As with any other law, the provisions of IPRA must be interpreted in relation to one another. The claimants cannot summarily tell the agrarian reform beneficiaries to get out and that’s it. The latter acquired rights to the 600 hectares of land in good faith, that is, through tenure instruments issued by the Department of Agrarian Reform, not through deceit, force or coercion. On top of that is the Bill of Rights in the Constitution, which states that no person shall be deprived of life, liberty or PROPERTY without due process of law.
Another issue is the stand of the SFWD to exclude the 1,658 hectares of Mt. Magdiwata Watershed Forest Reserve Area from the claim. The SFWD appears to stand a good chance of winning this battle.
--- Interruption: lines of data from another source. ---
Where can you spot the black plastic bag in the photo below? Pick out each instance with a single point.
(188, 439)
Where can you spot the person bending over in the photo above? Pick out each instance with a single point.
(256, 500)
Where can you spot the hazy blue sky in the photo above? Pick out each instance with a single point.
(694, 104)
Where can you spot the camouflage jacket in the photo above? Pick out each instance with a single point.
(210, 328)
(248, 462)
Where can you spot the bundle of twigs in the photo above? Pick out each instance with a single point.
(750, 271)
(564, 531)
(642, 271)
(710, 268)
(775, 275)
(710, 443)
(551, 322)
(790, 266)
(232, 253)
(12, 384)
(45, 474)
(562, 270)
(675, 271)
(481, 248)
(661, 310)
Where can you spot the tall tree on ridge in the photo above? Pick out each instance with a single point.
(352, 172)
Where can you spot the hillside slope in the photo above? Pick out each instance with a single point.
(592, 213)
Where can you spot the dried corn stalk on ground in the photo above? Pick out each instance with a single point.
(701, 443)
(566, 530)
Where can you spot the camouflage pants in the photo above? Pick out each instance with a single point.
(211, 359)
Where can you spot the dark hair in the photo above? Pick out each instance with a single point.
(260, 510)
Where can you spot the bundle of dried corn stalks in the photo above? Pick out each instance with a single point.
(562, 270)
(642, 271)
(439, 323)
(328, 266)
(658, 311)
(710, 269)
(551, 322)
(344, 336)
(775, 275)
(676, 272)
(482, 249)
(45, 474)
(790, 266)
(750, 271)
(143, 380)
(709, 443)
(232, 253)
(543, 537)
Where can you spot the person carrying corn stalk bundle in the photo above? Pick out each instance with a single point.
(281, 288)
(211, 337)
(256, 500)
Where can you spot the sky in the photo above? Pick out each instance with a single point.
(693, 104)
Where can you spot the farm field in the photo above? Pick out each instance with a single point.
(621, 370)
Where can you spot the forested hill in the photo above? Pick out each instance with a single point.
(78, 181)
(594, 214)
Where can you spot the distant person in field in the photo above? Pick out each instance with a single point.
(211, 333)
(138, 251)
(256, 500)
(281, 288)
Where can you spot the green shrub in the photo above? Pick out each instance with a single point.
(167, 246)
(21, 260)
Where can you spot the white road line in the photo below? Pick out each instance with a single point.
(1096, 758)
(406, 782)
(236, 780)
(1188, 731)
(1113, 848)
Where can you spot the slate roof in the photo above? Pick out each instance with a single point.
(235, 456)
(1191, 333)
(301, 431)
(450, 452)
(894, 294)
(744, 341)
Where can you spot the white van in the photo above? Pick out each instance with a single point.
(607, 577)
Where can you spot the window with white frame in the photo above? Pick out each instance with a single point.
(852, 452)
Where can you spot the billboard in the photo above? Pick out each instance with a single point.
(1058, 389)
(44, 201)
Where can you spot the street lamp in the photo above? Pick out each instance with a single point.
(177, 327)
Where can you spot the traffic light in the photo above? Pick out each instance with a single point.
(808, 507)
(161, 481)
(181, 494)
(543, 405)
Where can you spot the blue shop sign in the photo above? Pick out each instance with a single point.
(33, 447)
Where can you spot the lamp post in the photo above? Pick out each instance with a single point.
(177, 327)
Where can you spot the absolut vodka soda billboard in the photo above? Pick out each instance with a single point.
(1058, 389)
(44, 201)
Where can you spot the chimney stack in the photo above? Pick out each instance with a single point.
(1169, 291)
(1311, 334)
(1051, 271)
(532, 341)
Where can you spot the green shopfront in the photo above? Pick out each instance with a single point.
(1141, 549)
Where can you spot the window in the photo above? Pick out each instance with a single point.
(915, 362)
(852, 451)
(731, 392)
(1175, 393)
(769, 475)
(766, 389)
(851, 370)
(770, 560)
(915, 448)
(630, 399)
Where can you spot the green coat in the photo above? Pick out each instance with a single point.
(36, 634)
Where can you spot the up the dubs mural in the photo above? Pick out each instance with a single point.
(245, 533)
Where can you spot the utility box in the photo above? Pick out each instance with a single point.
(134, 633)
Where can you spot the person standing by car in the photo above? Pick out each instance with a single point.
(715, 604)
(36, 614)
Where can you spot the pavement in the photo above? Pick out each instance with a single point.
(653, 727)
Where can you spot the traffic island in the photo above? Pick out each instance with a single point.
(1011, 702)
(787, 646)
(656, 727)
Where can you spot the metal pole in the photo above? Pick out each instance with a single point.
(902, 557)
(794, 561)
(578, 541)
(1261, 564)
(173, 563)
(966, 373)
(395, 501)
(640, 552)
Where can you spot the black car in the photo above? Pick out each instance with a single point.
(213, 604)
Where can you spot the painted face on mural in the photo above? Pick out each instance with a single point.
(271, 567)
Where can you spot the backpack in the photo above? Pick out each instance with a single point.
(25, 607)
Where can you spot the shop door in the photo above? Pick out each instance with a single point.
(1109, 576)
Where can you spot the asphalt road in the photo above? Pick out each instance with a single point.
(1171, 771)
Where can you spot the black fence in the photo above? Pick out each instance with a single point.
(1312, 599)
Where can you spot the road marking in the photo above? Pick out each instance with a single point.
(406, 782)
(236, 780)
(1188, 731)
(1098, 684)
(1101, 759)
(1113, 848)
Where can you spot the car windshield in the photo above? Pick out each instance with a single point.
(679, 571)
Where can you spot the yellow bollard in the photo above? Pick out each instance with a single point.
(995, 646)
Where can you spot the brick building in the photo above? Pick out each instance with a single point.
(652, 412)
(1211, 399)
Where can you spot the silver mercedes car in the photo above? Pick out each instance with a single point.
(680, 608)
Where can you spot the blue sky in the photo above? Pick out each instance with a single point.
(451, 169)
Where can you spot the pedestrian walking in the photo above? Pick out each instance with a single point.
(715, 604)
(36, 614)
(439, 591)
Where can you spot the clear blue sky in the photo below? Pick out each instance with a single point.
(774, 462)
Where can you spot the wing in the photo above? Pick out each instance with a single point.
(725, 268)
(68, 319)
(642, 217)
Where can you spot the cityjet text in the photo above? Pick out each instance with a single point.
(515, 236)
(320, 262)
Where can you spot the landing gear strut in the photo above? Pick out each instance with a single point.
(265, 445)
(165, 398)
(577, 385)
Based on the IPRA, forests, parks and reservations may be claimed as part of ancestral domains “except those reserved and intended for common and public welfare and service.”
As the same MindaNews report said, the watershed, which was declared as forest reserve by President Fidel Ramos through Presidential Proclamation 282 dated October 25, 1993 serves as the only source of potable water for the 20 villages of San Francisco. The SFWD and the local government unit can cite the above provision in the IPRA and the general welfare clause in the Constitution to contest assertions by the claimants to include the watershed as part of the ancestral domain.
Don’t get me wrong, I have always been an advocate of IP rights and welfare. I was even involved in the processing of a CADT application in Malaybalay City while working as a writer for a nongovernment organization. But my heart also bleeds for the farmers who would suffer if the ancestral domain claimants were allowed to have their way. I also believe the SFWD is the best choice to act as guardian of San Francisco’s only source of potable water.